We began this interview series with the principal objective of curating insights from lawyers with disabilities who can serve as ‘waypavers’ and ‘pathmarkers’ for law students and young lawyers with disabilities, in India and beyond. It would be no exaggeration to state that few people fit that description better than our next interviewee, Senior Advocate Santosh Kumar Rungta.

Blind since birth, SK Rungta has surmounted challenges most would consider insurmountable and has successfully defied, and continues to defy, what most would consider incredibly difficult odds.

Senior Advocate Rungta’s accomplishments would be noteworthy even if he was merely a practicing lawyer – he was conferred with the prestigious senior advocate title by the Delhi High Court in 2011 – but what sets him apart is the fact that he has generously devoted his skills and energy to breaking down many barriers that have prevented the disabled from realizing their full potential.

From facilitating the entry of the blind into the civil services to successfully urging the Supreme Court to give full effect to the reservation for the disabled provided by the 1995 Persons with Disabilities Act; from defending the right of the blind to serve as witnesses to the making of a will to playing an instrumental role in the formulation of India’s new disability law – SK Rungta’s efforts have gone a long way in enabling persons with disabilities across India to lead a life of dignity and respect.

This interview was conducted by Rahul Bajaj. The interview has been edited for clarity, and condensed from the longer version first published on the IDIA blog.

1. Firstly, can you provide our readers with a brief background of your schooling and educational qualifications? In addition, given that accessible technology was not readily available during your days in school and college, was braille your principal means of acquiring information?

I did my schooling from a special school for the blind – Model School for Blind Children, Dehradun. Since it was a special school, there were few opportunities to access mainstream educational programmes.

However, some opportunities were available, such as going to the Welham School for competitions such as debates, poem recitation, etc. After completing my matriculation, I went back to my native place, Kanpur, and studied at BNSD College for my graduation.

I studied law at Dayanand College of Law, University of Kanpur. Since I had studied in a special school, it was difficult to adjust to classroom learning, but I was able to cope up through the help of readers and by making short braille notes.

It was just not possible to braille entire books, given that braille production was an issue and braille material requires a lot of space. Technology was also not available then.

And then when I started studying law, ,,the challenge became doubly difficult because, as you can appreciate, there is no end to the amount of reading that one is required to do if you want to succeed. But I consistently adopted the selfsame strategy described above,,.

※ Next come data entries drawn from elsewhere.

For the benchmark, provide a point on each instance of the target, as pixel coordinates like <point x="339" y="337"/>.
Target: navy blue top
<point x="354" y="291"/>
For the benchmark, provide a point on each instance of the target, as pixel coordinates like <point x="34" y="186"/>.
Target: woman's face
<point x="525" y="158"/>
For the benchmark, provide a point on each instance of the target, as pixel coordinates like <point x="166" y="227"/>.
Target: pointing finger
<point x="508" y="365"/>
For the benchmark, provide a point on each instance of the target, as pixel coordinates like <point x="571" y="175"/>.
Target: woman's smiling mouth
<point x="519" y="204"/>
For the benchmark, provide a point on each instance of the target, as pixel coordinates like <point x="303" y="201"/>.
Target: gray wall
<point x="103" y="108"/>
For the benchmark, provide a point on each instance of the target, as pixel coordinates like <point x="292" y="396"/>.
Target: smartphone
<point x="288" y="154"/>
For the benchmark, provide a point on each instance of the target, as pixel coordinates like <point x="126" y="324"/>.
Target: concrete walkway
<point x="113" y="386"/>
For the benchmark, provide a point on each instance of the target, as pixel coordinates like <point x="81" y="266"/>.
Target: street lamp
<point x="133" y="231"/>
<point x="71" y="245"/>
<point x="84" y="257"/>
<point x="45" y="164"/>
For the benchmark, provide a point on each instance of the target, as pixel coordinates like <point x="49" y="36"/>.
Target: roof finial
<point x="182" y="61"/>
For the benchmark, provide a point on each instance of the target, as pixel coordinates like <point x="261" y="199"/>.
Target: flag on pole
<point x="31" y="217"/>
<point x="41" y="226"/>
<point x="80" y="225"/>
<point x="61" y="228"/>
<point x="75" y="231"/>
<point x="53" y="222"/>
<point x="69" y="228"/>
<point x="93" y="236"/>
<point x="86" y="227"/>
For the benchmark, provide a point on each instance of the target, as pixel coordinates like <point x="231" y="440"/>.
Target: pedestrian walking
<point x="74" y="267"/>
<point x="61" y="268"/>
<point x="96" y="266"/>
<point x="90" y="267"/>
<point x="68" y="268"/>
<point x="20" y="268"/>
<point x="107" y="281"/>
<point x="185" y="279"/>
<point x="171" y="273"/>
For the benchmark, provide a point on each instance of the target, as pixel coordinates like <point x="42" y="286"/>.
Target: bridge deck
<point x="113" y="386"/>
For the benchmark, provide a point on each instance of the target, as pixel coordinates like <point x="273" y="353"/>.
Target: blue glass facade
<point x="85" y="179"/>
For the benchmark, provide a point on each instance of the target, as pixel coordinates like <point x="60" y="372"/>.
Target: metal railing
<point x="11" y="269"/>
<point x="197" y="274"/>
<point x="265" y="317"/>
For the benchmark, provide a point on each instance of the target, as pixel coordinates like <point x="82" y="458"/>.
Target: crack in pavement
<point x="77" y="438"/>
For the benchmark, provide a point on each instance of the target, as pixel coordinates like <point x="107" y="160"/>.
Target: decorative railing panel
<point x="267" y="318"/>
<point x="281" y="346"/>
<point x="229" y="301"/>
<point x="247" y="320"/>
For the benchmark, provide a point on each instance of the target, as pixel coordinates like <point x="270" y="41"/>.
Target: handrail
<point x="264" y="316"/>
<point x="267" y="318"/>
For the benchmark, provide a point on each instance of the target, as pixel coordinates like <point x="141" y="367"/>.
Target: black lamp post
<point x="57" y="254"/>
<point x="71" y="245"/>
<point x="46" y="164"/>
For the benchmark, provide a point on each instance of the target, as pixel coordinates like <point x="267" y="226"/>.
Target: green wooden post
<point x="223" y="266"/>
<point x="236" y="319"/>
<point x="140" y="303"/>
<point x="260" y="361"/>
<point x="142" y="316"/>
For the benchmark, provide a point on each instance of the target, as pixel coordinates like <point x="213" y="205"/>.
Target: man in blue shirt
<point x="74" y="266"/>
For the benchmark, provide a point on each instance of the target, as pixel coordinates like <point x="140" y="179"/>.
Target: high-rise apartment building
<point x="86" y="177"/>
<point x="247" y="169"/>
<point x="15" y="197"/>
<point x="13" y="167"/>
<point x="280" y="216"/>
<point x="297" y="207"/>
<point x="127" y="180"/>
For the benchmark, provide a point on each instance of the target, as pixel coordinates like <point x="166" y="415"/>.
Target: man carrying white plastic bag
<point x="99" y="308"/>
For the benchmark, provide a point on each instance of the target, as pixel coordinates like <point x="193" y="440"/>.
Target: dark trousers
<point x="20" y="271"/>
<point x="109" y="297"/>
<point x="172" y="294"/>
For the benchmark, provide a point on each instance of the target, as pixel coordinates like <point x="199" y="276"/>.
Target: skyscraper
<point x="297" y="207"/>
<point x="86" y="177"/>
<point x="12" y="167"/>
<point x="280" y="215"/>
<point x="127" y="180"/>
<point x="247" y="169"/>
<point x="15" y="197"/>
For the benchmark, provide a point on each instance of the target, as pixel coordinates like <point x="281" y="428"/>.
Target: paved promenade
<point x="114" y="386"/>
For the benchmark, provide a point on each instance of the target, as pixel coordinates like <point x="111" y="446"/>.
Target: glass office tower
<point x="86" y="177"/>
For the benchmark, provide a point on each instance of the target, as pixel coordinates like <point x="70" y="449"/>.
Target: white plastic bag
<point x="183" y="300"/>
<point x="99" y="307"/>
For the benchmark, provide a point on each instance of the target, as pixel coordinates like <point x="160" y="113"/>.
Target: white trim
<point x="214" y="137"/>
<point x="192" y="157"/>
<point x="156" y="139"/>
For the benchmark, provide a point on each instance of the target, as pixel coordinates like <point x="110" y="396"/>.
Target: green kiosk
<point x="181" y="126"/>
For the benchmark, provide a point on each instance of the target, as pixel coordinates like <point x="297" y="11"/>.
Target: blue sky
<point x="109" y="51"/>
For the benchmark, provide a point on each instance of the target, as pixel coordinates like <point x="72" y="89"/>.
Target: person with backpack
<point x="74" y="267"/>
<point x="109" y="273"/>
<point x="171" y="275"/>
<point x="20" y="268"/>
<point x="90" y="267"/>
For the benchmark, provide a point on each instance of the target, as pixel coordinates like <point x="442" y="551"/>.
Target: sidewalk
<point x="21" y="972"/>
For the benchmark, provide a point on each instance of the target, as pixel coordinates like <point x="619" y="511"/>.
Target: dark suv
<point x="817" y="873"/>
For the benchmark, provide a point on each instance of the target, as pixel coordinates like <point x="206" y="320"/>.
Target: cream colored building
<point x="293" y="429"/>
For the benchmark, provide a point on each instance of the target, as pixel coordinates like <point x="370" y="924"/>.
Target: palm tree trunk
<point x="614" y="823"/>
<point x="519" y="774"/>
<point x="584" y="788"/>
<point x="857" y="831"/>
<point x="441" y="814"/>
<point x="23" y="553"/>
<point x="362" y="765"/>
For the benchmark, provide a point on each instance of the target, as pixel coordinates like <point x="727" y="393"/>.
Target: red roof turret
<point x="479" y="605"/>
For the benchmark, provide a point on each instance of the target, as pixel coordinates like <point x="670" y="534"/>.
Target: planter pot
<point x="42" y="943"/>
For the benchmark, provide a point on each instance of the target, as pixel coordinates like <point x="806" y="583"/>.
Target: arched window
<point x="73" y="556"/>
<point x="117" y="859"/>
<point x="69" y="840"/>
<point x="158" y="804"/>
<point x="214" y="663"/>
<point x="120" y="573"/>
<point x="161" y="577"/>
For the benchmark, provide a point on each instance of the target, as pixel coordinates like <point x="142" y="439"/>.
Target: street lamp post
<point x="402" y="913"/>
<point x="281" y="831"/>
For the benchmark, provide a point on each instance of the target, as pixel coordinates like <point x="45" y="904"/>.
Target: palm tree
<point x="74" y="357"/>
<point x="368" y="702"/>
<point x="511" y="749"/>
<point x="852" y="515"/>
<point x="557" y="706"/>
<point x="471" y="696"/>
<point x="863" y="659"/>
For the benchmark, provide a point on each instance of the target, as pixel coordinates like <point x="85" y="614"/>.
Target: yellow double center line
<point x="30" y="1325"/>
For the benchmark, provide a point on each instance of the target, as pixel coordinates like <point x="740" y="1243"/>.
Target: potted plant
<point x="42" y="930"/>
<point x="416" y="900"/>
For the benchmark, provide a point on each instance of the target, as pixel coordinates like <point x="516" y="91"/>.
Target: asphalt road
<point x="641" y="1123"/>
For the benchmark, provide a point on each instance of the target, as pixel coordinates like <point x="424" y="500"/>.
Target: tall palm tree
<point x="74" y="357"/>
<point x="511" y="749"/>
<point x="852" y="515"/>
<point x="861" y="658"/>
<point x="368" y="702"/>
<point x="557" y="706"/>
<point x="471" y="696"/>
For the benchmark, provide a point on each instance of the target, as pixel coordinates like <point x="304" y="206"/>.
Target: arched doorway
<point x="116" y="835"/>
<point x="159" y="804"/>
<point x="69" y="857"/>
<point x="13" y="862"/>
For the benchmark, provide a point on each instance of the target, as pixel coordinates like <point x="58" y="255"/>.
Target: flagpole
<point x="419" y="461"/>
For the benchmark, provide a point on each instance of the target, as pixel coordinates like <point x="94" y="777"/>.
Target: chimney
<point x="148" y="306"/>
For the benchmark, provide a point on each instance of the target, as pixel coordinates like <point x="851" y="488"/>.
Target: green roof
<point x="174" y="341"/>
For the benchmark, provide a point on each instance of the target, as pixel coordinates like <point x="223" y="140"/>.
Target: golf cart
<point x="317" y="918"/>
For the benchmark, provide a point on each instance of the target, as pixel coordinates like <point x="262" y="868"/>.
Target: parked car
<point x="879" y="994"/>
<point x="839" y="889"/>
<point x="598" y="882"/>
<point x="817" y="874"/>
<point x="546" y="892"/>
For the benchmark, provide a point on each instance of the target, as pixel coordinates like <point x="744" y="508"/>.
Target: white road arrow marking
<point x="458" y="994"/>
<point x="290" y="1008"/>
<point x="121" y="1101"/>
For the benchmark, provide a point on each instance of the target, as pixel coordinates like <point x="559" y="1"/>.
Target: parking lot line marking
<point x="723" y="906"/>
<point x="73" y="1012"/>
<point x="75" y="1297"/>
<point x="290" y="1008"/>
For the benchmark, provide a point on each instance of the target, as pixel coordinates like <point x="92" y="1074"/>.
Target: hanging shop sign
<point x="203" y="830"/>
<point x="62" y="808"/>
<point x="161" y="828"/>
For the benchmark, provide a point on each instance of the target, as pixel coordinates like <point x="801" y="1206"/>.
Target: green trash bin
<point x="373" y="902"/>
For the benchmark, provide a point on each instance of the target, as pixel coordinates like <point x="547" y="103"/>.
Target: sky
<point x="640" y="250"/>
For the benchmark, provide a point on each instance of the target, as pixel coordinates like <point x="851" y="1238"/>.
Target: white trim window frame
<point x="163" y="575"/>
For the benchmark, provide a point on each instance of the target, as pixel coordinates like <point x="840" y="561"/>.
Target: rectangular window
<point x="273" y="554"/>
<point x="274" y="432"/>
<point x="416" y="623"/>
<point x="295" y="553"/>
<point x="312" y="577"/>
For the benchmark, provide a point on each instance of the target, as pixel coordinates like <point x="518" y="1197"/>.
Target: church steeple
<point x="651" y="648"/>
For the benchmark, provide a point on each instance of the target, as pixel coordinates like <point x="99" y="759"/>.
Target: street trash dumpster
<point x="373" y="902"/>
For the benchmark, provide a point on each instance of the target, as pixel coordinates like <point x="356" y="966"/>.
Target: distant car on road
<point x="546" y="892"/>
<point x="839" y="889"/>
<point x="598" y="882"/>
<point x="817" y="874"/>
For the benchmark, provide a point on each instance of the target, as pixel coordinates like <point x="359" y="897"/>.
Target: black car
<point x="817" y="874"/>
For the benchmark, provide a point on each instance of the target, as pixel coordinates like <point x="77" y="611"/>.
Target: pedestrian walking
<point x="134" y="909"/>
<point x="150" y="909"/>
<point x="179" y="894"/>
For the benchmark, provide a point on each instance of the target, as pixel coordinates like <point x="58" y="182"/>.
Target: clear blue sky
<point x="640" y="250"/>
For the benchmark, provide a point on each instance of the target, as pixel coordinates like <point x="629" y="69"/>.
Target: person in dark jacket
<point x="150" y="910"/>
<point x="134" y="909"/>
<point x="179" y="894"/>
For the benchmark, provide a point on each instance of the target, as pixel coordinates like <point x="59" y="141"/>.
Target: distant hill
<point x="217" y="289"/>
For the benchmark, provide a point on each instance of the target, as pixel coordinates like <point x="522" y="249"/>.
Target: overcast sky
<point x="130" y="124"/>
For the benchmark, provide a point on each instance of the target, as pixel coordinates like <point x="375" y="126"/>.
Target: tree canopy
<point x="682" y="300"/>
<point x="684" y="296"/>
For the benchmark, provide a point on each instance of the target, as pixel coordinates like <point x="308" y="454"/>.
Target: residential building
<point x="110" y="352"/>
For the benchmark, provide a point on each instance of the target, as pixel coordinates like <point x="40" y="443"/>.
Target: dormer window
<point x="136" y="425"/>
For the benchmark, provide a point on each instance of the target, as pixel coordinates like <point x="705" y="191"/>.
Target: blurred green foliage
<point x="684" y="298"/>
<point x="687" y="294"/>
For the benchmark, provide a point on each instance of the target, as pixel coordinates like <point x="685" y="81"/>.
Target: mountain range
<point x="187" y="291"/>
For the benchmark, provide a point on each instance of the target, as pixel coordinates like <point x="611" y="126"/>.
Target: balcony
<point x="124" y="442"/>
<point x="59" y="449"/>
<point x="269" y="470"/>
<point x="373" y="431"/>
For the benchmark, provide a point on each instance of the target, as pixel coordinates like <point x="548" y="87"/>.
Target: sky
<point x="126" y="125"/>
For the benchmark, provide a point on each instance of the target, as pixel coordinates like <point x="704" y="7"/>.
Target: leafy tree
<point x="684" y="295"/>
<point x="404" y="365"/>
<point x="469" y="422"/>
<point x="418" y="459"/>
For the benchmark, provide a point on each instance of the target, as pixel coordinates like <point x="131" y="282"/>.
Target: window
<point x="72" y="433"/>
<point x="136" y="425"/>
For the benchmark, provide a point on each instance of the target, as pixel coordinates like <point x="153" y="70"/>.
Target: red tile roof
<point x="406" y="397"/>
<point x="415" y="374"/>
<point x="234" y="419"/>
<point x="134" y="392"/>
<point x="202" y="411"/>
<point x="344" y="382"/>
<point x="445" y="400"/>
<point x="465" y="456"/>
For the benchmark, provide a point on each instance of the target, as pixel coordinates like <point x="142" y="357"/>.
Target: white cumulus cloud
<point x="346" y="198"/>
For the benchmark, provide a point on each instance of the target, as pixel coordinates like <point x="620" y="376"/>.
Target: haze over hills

Access to library material was also a major challenge, because the catalogue itself was often not available in an accessible format. At least 30% of the time, if not more, was wasted only in figuring out what I wanted to read by obtaining the catalogue. That said, I had a lot of sighted friends, in addition to readers, who helped me cope with these challenges.

Then I came to Delhi and took the reins of the National Federation for the Blind at the age of 24. I took admission in the LL.M. course at Delhi University.

The primary object behind doing so was to get a place to stay in Delhi (laughs).

While I did eventually do justice to that course, as I did not want my academic career to be ruined, the main object was getting accommodation. Even in Delhi University, I faced these same challenges.

2. In light of various technological advancements today, do you believe that braille still holds relevance in the functioning of a visually challenged lawyer?

Let me make it very clear that I do not think any technology can act as a substitute for braille.

Just as a sighted lawyer wants his/her reading material to be under his/her fingers, a blind lawyer also needs the material to be under his fingertips.

When I am arguing a case, I read all the material beforehand. Even though I rely mostly on my memory, if I do not have access to my braille notes in the file, my performance is 10% lower than what it would be if I had access to braille notes.

Insofar as the relationship between adaptive technology and braille is concerned, I don’t see this as being a case of either/or. Adaptive technology is essentially designed to help you perform your functions effectively.

For me, the refreshable braille display is the technology that helps me access content in an accessible format (for me, that format is braille). I use that on a regular basis now.

For a blind lawyer, adaptive technology is essentially either in the form of braille output or audio output. There is no other output. If you use audio, even in e-courts that are coming up now, can you concentrate on the argument? You cannot.

Whereas with the braille display, I can do both. With braille, you can listen to the judge’s query and immediately answer it. You can press a simple find command and obtain what you are looking for.

3. What potential, in your view, does the advent of the e-courts platform and digitization of judicial processes hold for making the legal profession more accessible to lawyers with disabilities? Do you think accessibility is being given the importance that it warrants in these initiatives?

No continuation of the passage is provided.